You are currently browsing the daily archive for November 27th, 2006.

This pretty box of a church has watched with silent suspicion the towers of the Barbican sprout up around it, and was probably regarding the electronic equipment within its walls, installed for the artists performing as part of the increasingly essential Atlantic Waves festival, in a similar manner. On approach, I could hear the rumble of the church’s air conditioning through its ancient walls. How odd, I thought.

Of course, I was running late. Upon entering, I realised that the industrial howl was the bitter fruit of the collaboration between American John Duncan and Portuguese Alfredo Costa Monteiro. Stepping into the pitch black, I could just about make out sound artist Monteiro, delicately probing his equipment with lengthy springs, elastic bands and tuning forks, as if in a real life version of a David Lynch film of the game Operation. Duncan would allow the sound to grate and grind, before repacking it amongst a cacophony of sine waves and sending it swooping bat-like round the rafters.

Stephan Mathieu and Paulo Raposo set us flying round the same rafters amongst a flock of birds. Sounds were layered until they were coming out of speakers hidden in the church walls, and coming out of speakers that may only have existed in my head. Suitably hymnal organ and submerged choral parts stood in contrast to Duncan and Monteiro’s nightmarish imagery, sending me into warm and blissful reverie. So much so in fact that I momentarily nodded off; a state of affairs which should not in this instance be taken as a slight on the joyful noise filling this crypt-like gloom with light. I think I remember seeing one of the two, the tartan-trousered Mathieu as opposed to the behatted Raposo I think, stepping back either to admire his creation or to wonder what on earth he could possibly do to improve it (not much, I thought).

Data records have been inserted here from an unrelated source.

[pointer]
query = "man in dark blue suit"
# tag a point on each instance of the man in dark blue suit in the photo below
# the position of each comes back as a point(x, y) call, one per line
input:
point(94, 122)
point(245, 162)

Touch label artist Oren Ambarchi had been paired for his hands-across-the-water-moment with improvisational double bass player Margarida Garcia, and from my position near the back looked amusingly like fair-trade-making Chris Martin hunched over his piano. His music was wildly dissimilar, sounding like bombs being detonated around bee hives, with the bees escaping but flying blindly into corrugated iron. The crunch of Ambarchi’s guitar jarred against some brushed and bowed bass which sounded like terrified and frozen breath. All too soon it fell apart, probably much to the relief of this charming old church, but much to my confusion; a state of mind only heightened by my attempts to pick my way back out through the Barbican.